In a similar way, security updates are released regularly - generally on a Wednesday evening in the UK - and it is generally a quick and painless task to update your modules and keep your site safe. (Although, be warned, sometimes there are knock on issues when upgrading modules - so always backup and always run a full regression test before pushing the changes to production.)
To make things a bit easier, you can run some drush commands to check what updates there are for your site. Running drush pm-updatestatus will tell you what needs updating. In the MS team, we’re developing a great automated tool for this - which automatically applies any security updates to a copy of the codebase and lets the QA team know there’s an update that needs checking. This is just one way we seek to proactively help out our clients.

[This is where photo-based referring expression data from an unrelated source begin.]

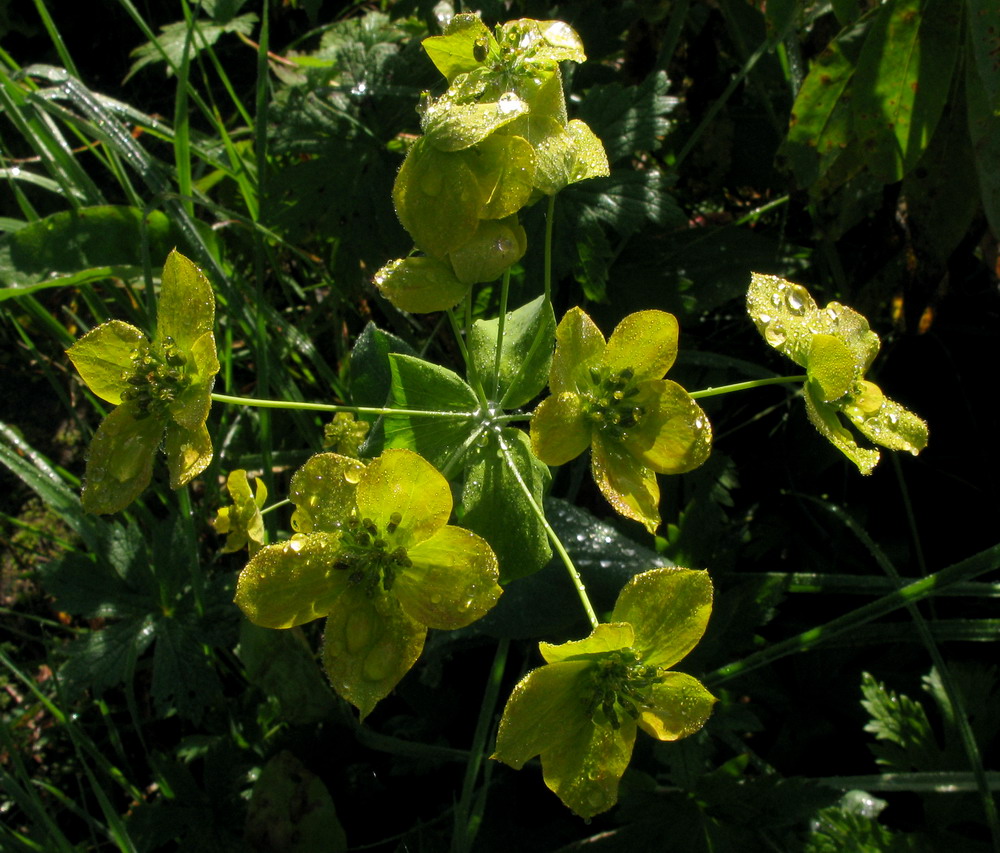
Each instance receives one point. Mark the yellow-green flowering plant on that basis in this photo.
(241, 523)
(373, 553)
(498, 139)
(161, 390)
(580, 711)
(836, 347)
(611, 397)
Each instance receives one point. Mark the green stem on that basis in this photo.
(574, 575)
(470, 368)
(549, 217)
(746, 386)
(326, 407)
(466, 823)
(501, 322)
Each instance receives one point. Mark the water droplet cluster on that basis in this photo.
(609, 401)
(620, 682)
(368, 555)
(155, 378)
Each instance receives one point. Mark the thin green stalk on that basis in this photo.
(746, 386)
(960, 717)
(966, 570)
(474, 380)
(549, 218)
(501, 322)
(574, 574)
(329, 407)
(466, 823)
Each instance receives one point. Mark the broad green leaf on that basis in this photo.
(504, 165)
(820, 125)
(120, 460)
(404, 484)
(437, 198)
(293, 582)
(525, 352)
(291, 802)
(606, 637)
(369, 644)
(885, 421)
(418, 384)
(560, 428)
(103, 355)
(282, 665)
(421, 284)
(496, 245)
(831, 367)
(984, 38)
(452, 126)
(579, 344)
(668, 609)
(323, 491)
(680, 707)
(494, 504)
(629, 119)
(984, 130)
(461, 48)
(186, 309)
(87, 244)
(371, 377)
(901, 84)
(644, 342)
(544, 713)
(452, 581)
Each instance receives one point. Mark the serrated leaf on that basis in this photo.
(629, 119)
(902, 82)
(418, 384)
(908, 742)
(525, 352)
(184, 679)
(495, 506)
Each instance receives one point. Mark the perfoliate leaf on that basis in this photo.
(496, 245)
(120, 460)
(102, 355)
(525, 352)
(494, 504)
(438, 198)
(418, 384)
(461, 48)
(452, 126)
(186, 309)
(668, 609)
(421, 284)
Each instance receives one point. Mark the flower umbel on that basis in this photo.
(836, 347)
(373, 552)
(241, 523)
(160, 388)
(580, 711)
(612, 397)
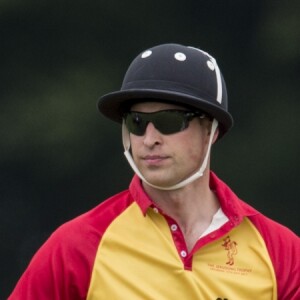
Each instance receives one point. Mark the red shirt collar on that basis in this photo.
(234, 208)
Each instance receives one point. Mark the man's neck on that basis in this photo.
(192, 207)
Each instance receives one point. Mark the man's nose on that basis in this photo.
(152, 136)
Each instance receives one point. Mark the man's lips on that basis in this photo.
(154, 159)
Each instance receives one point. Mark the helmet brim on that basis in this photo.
(115, 104)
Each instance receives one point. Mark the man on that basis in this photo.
(178, 232)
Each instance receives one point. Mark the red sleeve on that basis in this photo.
(284, 249)
(53, 271)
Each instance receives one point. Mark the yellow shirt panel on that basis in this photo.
(137, 259)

Build your house on solid ground
I’ve talked a lot about Drupal itself - but you also need to keep an eye on the servers your site’s installed on - if they’re at risk, your site will be too. Here’s a few ways I like to lock things down:
Keep your server security patched
This is vital - if you leave things to rot, there will be holes that can be exploited.
Firewall off SSH access, or change the port number
To stop hackers being able to brute force attack your server by ssh - it’s good to limit the IP addresses that people can login to ssh from. If that’s not possible - due to lots of remote access - then change the port from 22 to anything else.
Limit HTTP and HTTPS traffic to the IP addresses of your CDN / Load balancer
Load balancers are there to do just that - balance the load to your web servers and CDN products, such as Cloudflare, are there to reduce traffic (and, in particular, dangerous traffic) to your site. So it’s always good practice to only allow these IP addresses to hit your webserver. Failing to do so, is like locking your front door and leaving your side gate wide open.
This blog post was originally posted on Appnovation's website on October 13 2017 by Michael Parker.